|Description and Photograph||
In 1851, the Virginia legislature made an attempt at forming regiments of Volunteers but made little headway. The regiments were slow in forming because most Virginians saw no eminent threat and were reluctant to volunteer. By 1858, when Virginia’s governor reactivated the Virginia line, it was apparent that manpower needs were going to be greater than the Volunteer Militias could provide. In 1859, following John Brown’s infamous raid, Virginians began to seriously plan for defense; volunteer companies sprang up all over Virginia. When Lincoln illegally ordered Virginia to supply troops to invade and subjugate her sister states, Virginia withdrew from the Union and lifted her own flag. Men rushed to her standard from the farthest reaches of Virginia.
Though the earliest use of the Virginia coat of arms on belt plates dates to the 1830s, it was not widely used until it was prescribed for Virginia officers in 1858.

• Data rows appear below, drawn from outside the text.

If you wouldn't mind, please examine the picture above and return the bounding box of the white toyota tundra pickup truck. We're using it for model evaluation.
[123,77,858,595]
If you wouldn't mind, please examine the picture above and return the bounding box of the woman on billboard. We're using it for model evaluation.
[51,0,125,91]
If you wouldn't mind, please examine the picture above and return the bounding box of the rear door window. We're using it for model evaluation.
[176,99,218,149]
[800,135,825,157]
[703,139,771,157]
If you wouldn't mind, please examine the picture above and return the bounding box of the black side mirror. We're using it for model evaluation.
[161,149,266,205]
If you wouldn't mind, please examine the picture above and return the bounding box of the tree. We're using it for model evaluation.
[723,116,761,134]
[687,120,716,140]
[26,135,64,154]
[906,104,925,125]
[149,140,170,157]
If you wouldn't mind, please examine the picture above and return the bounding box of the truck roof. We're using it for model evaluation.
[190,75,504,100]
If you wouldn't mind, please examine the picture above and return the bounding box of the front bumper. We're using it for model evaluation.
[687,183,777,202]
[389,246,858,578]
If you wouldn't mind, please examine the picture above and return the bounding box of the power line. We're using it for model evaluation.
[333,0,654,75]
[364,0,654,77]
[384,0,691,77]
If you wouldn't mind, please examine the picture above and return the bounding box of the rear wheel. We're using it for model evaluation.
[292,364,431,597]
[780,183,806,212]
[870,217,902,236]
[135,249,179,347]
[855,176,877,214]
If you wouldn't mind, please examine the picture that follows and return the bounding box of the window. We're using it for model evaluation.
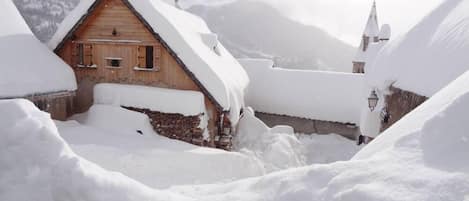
[74,43,94,67]
[145,46,153,68]
[134,45,160,70]
[105,57,122,68]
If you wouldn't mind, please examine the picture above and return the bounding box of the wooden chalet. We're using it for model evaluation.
[49,0,248,149]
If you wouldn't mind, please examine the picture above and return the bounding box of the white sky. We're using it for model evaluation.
[181,0,444,46]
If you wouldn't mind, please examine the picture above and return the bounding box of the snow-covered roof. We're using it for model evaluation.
[366,0,469,97]
[48,0,249,121]
[239,59,366,125]
[363,2,379,37]
[0,1,76,98]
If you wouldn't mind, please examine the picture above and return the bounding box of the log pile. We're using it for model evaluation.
[123,107,206,146]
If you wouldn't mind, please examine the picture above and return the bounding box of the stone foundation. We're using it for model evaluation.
[256,112,360,140]
[381,87,428,131]
[123,107,207,146]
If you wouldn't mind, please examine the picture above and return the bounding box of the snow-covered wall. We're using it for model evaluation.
[239,59,367,125]
[366,0,469,97]
[0,1,77,98]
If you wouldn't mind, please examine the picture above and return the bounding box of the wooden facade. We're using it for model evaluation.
[55,0,227,146]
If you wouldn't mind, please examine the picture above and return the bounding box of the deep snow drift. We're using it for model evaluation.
[57,105,360,188]
[0,0,77,98]
[172,68,469,201]
[0,100,190,201]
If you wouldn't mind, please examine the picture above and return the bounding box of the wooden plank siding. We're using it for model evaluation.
[56,0,222,143]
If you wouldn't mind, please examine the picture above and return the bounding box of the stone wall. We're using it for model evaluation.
[123,107,207,146]
[381,87,428,131]
[256,112,360,140]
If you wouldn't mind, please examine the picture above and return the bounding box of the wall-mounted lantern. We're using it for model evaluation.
[368,90,379,112]
[112,28,117,36]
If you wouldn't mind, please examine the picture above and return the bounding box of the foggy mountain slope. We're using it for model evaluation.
[13,0,79,41]
[14,0,355,72]
[188,1,355,72]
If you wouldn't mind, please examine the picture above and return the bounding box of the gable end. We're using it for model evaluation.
[54,0,227,112]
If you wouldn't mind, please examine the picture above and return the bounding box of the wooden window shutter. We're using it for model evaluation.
[70,43,79,66]
[83,44,93,66]
[153,45,161,67]
[137,46,146,68]
[145,46,155,68]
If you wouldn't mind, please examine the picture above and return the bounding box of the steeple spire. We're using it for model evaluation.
[363,1,379,38]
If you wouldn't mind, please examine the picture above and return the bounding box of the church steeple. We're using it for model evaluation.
[363,1,379,42]
[353,1,391,73]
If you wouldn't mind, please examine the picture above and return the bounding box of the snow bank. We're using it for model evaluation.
[366,0,469,97]
[93,83,205,116]
[0,1,76,98]
[57,116,266,189]
[234,108,306,172]
[72,105,156,136]
[174,72,469,201]
[239,59,366,124]
[49,0,249,123]
[298,134,362,165]
[0,100,190,201]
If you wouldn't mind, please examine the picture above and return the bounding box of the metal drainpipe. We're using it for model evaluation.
[218,112,225,137]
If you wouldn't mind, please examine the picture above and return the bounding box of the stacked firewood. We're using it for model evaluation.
[124,107,205,146]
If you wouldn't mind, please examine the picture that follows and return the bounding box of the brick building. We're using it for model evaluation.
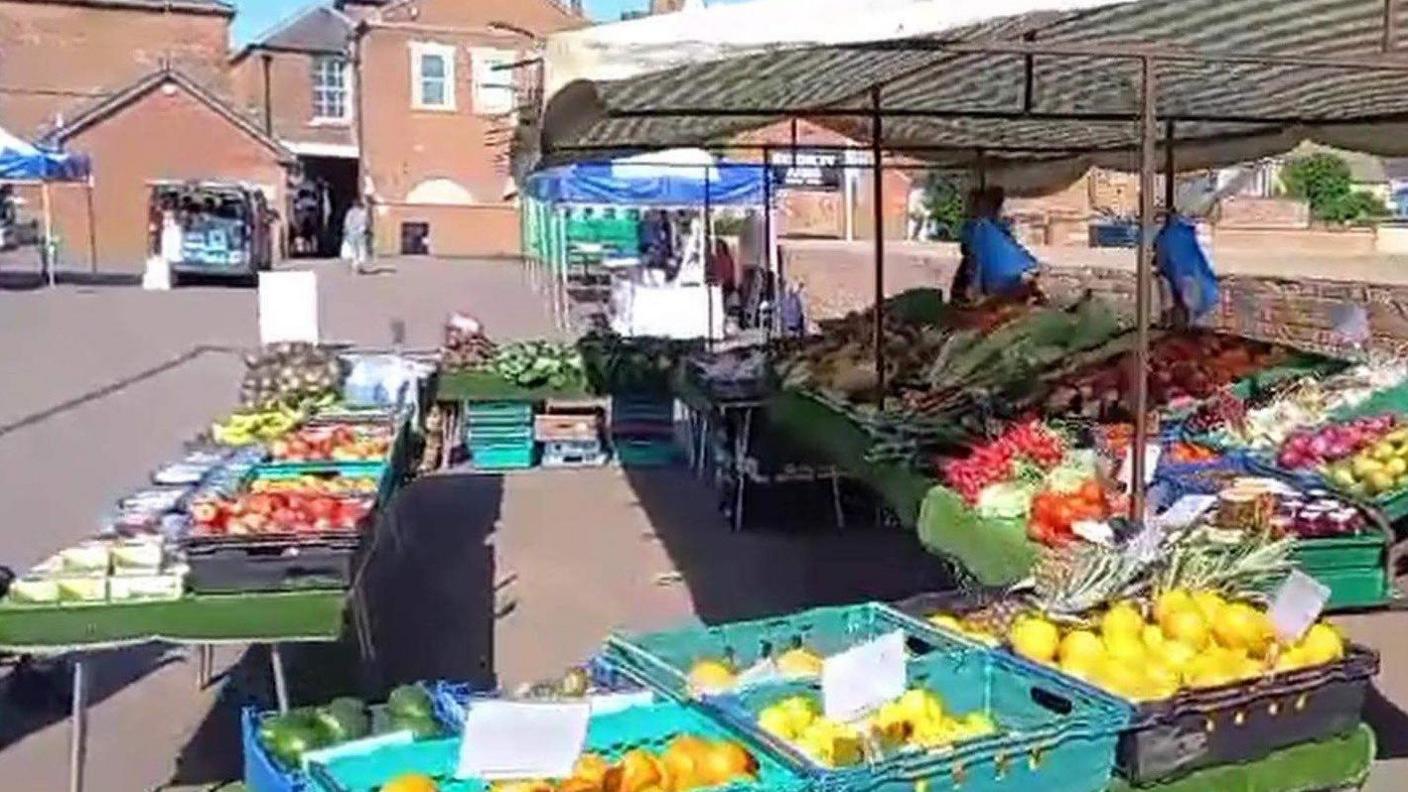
[232,0,586,255]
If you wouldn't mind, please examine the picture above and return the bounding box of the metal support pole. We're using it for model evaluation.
[758,147,783,333]
[1129,58,1159,523]
[269,644,289,713]
[1163,121,1178,212]
[704,165,714,345]
[69,655,87,792]
[870,87,884,409]
[1384,0,1398,52]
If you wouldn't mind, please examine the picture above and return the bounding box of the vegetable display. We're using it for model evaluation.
[239,342,346,410]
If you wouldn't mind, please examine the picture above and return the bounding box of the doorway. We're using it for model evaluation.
[289,156,358,258]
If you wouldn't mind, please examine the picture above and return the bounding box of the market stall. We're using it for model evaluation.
[0,128,97,280]
[0,344,425,791]
[524,149,770,338]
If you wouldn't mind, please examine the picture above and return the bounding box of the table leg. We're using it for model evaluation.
[734,409,753,533]
[69,657,87,792]
[269,644,289,713]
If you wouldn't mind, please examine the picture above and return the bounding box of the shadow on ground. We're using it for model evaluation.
[0,644,186,750]
[627,468,952,623]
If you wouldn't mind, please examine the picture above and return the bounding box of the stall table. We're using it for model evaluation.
[0,589,348,792]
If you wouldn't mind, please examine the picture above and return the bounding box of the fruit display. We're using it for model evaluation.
[249,474,382,497]
[490,734,758,792]
[190,493,372,537]
[210,404,304,445]
[1007,589,1345,702]
[1045,331,1284,419]
[269,424,396,462]
[1026,479,1114,544]
[689,647,822,695]
[489,341,583,388]
[1276,414,1408,467]
[758,688,997,768]
[239,342,345,410]
[258,685,441,766]
[441,317,498,369]
[1322,423,1408,497]
[943,421,1066,505]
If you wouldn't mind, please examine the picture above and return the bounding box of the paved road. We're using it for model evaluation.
[0,261,1408,792]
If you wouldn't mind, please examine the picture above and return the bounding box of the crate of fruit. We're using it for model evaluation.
[239,685,445,792]
[302,702,807,792]
[705,634,1132,792]
[603,603,973,699]
[929,589,1378,785]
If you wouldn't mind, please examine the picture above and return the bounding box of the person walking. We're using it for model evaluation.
[342,196,369,275]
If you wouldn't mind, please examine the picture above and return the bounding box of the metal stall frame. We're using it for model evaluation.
[543,21,1408,520]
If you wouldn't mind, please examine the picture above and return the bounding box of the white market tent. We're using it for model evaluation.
[517,0,1408,517]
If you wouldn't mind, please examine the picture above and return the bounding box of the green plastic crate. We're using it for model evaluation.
[603,603,977,699]
[1291,531,1388,572]
[310,703,805,792]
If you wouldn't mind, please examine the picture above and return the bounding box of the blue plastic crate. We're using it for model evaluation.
[469,441,534,471]
[603,602,979,699]
[310,702,807,792]
[465,402,532,426]
[239,707,310,792]
[705,648,1133,792]
[465,424,534,448]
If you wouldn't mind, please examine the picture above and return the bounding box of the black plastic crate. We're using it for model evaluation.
[186,538,358,593]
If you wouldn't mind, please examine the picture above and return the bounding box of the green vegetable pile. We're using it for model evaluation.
[490,341,583,388]
[259,685,441,768]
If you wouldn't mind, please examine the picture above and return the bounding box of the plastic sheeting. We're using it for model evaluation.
[525,149,765,207]
[0,124,89,182]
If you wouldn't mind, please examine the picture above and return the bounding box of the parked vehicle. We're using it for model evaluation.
[148,182,279,279]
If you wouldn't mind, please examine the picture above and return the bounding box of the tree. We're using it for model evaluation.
[1281,154,1388,223]
[924,171,964,241]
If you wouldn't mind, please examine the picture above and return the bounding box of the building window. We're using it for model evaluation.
[411,42,455,110]
[313,55,351,121]
[469,48,517,116]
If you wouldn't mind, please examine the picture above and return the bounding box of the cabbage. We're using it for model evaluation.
[977,482,1036,520]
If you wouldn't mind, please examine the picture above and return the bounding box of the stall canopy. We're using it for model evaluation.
[522,0,1408,193]
[0,124,89,182]
[527,149,765,207]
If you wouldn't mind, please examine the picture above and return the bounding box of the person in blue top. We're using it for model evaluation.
[950,187,1038,303]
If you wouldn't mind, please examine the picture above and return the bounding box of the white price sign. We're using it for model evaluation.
[455,700,591,781]
[821,630,905,723]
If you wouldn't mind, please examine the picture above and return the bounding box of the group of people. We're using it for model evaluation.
[949,186,1218,326]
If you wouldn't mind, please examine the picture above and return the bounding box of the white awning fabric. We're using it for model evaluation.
[520,0,1408,193]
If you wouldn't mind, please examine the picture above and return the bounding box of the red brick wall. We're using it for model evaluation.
[0,0,230,137]
[230,51,356,145]
[359,0,584,255]
[55,81,286,272]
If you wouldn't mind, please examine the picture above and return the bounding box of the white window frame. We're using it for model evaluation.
[411,41,456,113]
[469,47,518,116]
[310,55,353,125]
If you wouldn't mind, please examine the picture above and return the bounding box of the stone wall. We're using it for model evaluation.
[783,236,1408,354]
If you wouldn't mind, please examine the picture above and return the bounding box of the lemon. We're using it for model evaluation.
[1153,641,1198,675]
[1060,630,1105,667]
[1212,602,1270,654]
[1139,624,1167,652]
[1301,621,1345,665]
[1100,602,1143,640]
[1153,589,1197,624]
[1105,633,1145,665]
[690,660,735,693]
[1193,592,1228,624]
[1163,609,1208,651]
[1008,616,1060,662]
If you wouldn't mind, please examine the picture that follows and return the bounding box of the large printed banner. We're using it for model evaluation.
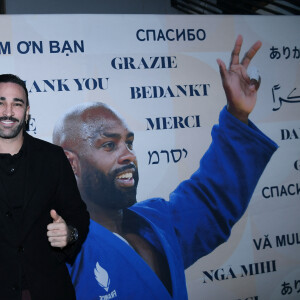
[0,15,300,300]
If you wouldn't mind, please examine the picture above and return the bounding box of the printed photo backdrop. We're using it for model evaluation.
[0,15,300,300]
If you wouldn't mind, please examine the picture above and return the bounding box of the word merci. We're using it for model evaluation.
[0,40,84,56]
[25,78,109,93]
[203,260,277,283]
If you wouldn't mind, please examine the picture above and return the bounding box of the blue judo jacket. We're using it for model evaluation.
[68,108,277,300]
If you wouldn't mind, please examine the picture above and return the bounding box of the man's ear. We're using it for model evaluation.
[64,150,80,177]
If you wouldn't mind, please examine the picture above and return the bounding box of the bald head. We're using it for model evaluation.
[53,102,138,212]
[53,102,125,154]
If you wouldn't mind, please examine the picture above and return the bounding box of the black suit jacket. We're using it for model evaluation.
[0,133,89,300]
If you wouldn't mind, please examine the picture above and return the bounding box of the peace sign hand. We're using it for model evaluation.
[217,35,262,124]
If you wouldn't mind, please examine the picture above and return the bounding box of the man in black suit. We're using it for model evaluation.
[0,74,89,300]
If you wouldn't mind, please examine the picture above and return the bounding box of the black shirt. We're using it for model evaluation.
[0,138,27,289]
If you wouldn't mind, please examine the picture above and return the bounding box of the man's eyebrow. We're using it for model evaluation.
[127,132,134,138]
[101,132,121,139]
[102,132,134,139]
[0,97,25,104]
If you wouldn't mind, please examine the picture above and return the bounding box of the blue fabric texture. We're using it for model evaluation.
[68,108,277,300]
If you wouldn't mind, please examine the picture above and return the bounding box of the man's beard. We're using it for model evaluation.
[80,161,139,210]
[0,112,26,139]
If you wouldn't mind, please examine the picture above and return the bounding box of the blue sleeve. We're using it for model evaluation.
[169,108,277,268]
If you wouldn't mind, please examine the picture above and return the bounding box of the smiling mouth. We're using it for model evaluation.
[1,120,16,127]
[115,171,134,187]
[116,172,133,180]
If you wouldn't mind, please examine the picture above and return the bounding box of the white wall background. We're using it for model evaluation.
[5,0,181,14]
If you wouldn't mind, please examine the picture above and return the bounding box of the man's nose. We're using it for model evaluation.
[118,145,136,164]
[3,105,14,117]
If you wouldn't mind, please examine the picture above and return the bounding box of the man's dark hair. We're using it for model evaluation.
[0,74,29,106]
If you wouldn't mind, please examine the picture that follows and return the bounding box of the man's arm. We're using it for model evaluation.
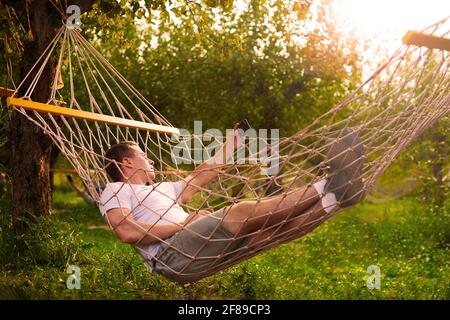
[105,208,199,245]
[180,124,242,203]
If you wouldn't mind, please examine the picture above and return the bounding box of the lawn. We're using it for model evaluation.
[0,185,450,299]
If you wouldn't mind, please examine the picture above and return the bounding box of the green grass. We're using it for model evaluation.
[0,189,450,299]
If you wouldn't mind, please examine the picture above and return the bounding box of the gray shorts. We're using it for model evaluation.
[152,209,247,283]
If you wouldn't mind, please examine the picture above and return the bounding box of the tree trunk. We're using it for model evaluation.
[10,0,60,232]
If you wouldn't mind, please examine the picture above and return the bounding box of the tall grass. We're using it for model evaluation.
[0,184,450,299]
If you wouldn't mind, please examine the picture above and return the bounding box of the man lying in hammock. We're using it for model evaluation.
[100,129,364,283]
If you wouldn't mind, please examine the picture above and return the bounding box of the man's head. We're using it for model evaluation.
[105,141,155,184]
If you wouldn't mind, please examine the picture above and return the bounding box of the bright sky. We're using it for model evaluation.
[334,0,450,49]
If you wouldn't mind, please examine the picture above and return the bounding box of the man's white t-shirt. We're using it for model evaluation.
[99,181,188,259]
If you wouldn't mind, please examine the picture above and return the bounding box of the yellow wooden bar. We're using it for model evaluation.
[0,87,14,97]
[6,97,180,134]
[402,31,450,51]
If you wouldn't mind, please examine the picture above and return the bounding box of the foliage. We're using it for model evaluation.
[408,117,450,211]
[0,186,450,299]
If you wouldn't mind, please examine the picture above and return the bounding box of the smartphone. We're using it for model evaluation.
[238,119,251,132]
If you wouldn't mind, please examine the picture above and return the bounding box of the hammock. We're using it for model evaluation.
[7,17,450,280]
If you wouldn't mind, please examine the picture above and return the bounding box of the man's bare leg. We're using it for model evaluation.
[244,201,336,249]
[224,181,320,236]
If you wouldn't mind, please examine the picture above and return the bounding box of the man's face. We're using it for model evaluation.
[124,146,155,182]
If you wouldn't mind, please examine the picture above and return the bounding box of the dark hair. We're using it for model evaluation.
[105,141,138,182]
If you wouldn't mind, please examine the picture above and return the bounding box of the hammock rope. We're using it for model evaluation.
[4,17,450,279]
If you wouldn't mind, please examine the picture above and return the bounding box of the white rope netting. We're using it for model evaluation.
[7,18,450,279]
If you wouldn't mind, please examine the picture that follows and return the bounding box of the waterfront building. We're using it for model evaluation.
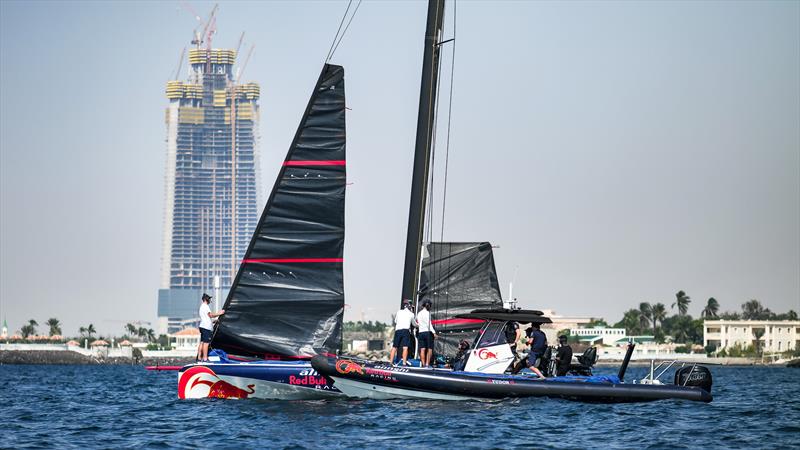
[168,327,200,350]
[542,309,592,343]
[703,320,800,352]
[156,48,260,334]
[569,328,628,345]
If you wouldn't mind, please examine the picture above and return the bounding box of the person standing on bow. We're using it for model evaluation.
[527,323,547,378]
[417,300,436,367]
[197,294,225,362]
[556,334,572,377]
[389,300,418,366]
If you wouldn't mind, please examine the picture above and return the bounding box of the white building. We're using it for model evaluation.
[703,320,800,352]
[168,327,200,350]
[569,328,627,345]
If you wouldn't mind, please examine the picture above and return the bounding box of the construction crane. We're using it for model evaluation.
[170,47,186,80]
[231,43,256,280]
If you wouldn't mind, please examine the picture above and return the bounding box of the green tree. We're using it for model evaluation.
[700,297,719,319]
[47,317,61,336]
[742,299,772,320]
[586,317,608,328]
[671,291,692,316]
[26,319,39,337]
[650,303,667,334]
[614,309,649,336]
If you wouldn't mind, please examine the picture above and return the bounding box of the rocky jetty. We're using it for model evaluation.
[0,350,194,366]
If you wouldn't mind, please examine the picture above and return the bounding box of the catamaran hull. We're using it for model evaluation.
[311,356,713,403]
[178,361,342,400]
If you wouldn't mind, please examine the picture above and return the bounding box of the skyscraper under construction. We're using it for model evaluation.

There are two patterns of this plate. One was made by James Smith and Sons in New York and is so marked. This pattern is believed to have been made at the Virginia Armory using a die purchased from W. H. Horstman prior to the War.
The plate’s condition is near perfect and would have been worn on a white web belt used to lock the same type of web belts, used as shoulder belts to carry the musket cartridge box and the bayonet. The plate shows much wear and has a beautiful, deep, non-excavated patina; more so that is commonly found in these plates.